Lorsque l’on regarde le document de présentation (le white paper) de 2019 du projet de la cryptomonnaie Terra, qui s’est effondrée en 2022, il faut avouer que l’objectif initial du fondateur semblait prometteur : créer un écosystème basé sur le stablecoin UST permettant d’y construire des dApps (Decentralized Application), applications qui s’appuient sur la technologie blockchain pour proposer des services) qui se liquideraient en stablecoin UST (adossé à une devise dite FIAT), favorisant ainsi le développement d’un écosystème financier, en parallèle de celui de l’Ethereum en particulier.
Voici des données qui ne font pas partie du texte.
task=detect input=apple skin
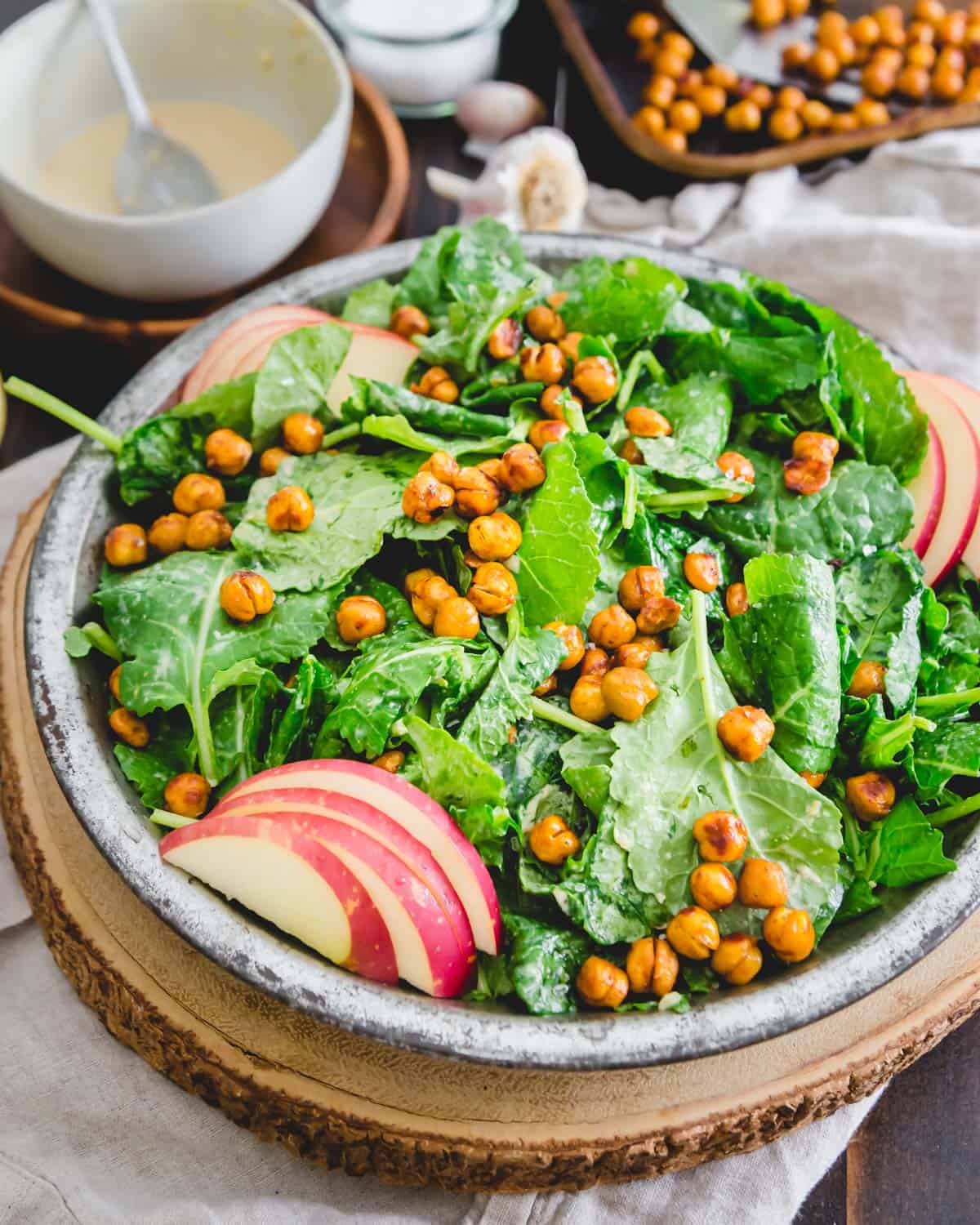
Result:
[211,788,477,963]
[159,816,399,984]
[222,759,501,953]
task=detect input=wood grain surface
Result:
[0,0,980,1225]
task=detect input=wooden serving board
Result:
[0,499,980,1191]
[546,0,980,179]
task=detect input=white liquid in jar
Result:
[36,100,299,215]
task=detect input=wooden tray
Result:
[546,0,980,179]
[0,499,980,1191]
[0,73,409,343]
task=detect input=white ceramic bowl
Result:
[0,0,353,301]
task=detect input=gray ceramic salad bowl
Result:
[26,235,980,1070]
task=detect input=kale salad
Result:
[15,220,980,1014]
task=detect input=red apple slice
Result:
[903,421,946,560]
[159,816,399,982]
[904,370,980,587]
[223,760,501,953]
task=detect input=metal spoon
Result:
[88,0,220,217]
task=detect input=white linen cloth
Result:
[7,132,980,1225]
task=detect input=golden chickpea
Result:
[844,769,896,821]
[590,604,636,651]
[402,472,456,532]
[691,808,749,864]
[546,621,586,673]
[521,341,565,384]
[602,668,661,723]
[712,933,762,987]
[163,773,211,817]
[337,595,389,647]
[103,523,147,566]
[684,553,722,592]
[718,706,776,762]
[691,864,739,911]
[456,468,500,519]
[283,413,323,456]
[266,477,314,532]
[174,472,225,514]
[109,706,149,749]
[259,448,293,477]
[184,511,232,553]
[220,570,276,621]
[487,318,524,362]
[389,306,431,341]
[528,416,571,451]
[205,430,252,477]
[568,674,609,723]
[467,561,517,617]
[528,813,580,864]
[636,595,681,635]
[626,936,681,1000]
[762,906,817,964]
[725,583,749,617]
[433,595,480,639]
[575,957,630,1009]
[666,906,722,962]
[501,443,548,494]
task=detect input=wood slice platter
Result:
[0,499,980,1191]
[0,73,409,343]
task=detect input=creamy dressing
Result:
[37,100,299,215]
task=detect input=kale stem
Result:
[531,697,603,737]
[4,379,122,456]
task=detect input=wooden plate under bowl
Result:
[0,73,409,343]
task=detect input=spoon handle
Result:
[87,0,154,127]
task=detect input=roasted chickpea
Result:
[622,404,674,439]
[762,906,817,964]
[402,472,456,531]
[103,523,147,566]
[844,769,896,821]
[456,468,500,519]
[666,906,722,962]
[433,595,480,639]
[568,674,609,723]
[467,561,517,617]
[712,933,762,987]
[163,773,211,817]
[718,706,776,762]
[691,810,749,864]
[636,595,681,635]
[389,306,431,341]
[218,570,276,621]
[684,553,722,592]
[337,595,389,646]
[259,448,293,477]
[266,477,314,532]
[501,443,548,494]
[603,668,661,723]
[528,813,580,864]
[521,341,565,384]
[184,511,232,553]
[109,706,149,749]
[725,583,749,617]
[205,430,252,477]
[691,864,739,911]
[174,472,225,514]
[572,358,619,404]
[590,604,636,651]
[546,621,586,673]
[575,957,630,1009]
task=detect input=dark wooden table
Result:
[0,0,980,1225]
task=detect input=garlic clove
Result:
[456,81,548,142]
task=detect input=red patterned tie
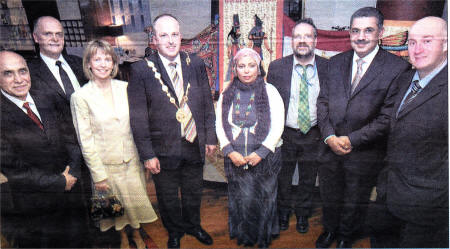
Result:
[23,102,44,130]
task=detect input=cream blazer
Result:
[70,79,138,182]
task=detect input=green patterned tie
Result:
[295,64,311,134]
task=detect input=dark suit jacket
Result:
[27,54,90,178]
[317,48,409,174]
[0,90,82,215]
[377,66,449,226]
[267,55,328,121]
[128,53,217,168]
[28,54,88,102]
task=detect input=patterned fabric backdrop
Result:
[181,24,218,92]
[219,0,283,89]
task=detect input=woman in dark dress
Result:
[216,48,284,247]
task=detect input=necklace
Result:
[145,59,191,124]
[233,92,255,128]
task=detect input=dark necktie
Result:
[351,58,366,93]
[56,61,75,99]
[398,80,422,112]
[23,102,44,130]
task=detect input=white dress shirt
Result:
[40,53,80,93]
[286,56,320,129]
[0,90,42,122]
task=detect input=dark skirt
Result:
[225,148,281,247]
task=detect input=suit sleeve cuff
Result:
[222,144,234,157]
[255,145,271,159]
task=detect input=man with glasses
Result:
[267,18,328,233]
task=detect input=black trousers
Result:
[153,138,203,237]
[278,126,321,217]
[367,196,449,248]
[319,160,376,241]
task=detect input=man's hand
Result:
[62,165,77,191]
[327,136,352,156]
[205,144,217,157]
[339,136,352,150]
[244,152,262,167]
[228,151,247,167]
[95,179,109,191]
[144,157,161,175]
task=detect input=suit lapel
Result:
[32,95,53,139]
[151,53,178,103]
[342,53,353,99]
[111,79,128,118]
[180,53,191,93]
[39,58,67,98]
[350,49,385,97]
[0,93,48,136]
[64,55,87,87]
[397,66,448,119]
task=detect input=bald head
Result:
[153,14,181,61]
[408,16,447,78]
[33,16,64,60]
[0,51,31,100]
[33,16,62,34]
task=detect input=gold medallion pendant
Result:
[175,108,186,123]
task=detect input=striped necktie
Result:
[56,61,75,100]
[169,62,197,143]
[295,64,311,134]
[398,80,422,113]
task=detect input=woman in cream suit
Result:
[70,40,157,248]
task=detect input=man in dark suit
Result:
[128,14,217,248]
[28,16,93,235]
[369,17,449,248]
[267,18,328,233]
[316,7,409,247]
[28,16,87,106]
[0,51,86,247]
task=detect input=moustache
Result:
[297,42,309,48]
[353,40,370,45]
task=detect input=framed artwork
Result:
[219,0,283,91]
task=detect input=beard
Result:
[294,42,314,60]
[294,45,314,59]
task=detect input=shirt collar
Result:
[292,54,316,67]
[353,45,380,65]
[0,90,35,108]
[158,53,181,69]
[40,53,68,67]
[413,60,448,88]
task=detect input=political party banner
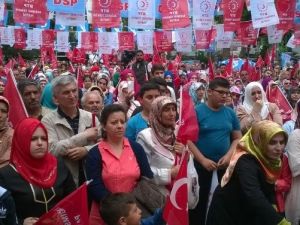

Pour cela, il fallait répondre à deux critères essentiels :

  • La conversion de l’UST en FIAT (monnaie traditionnelle comme l’USD ou l’EURO) devait être possible et peu volatile. Cela permet de limiter le risque de change contre une devise FIAT, surtout dans le cadre de produits à terme comme les prêts / emprunts. Il créé donc le stablecoin Terra.
  • Le système doit être suffisamment flexible pour faciliter le déploiement de dApps qui viendraient consolider l’existence de l’UST et ainsi en assurer la pérennité.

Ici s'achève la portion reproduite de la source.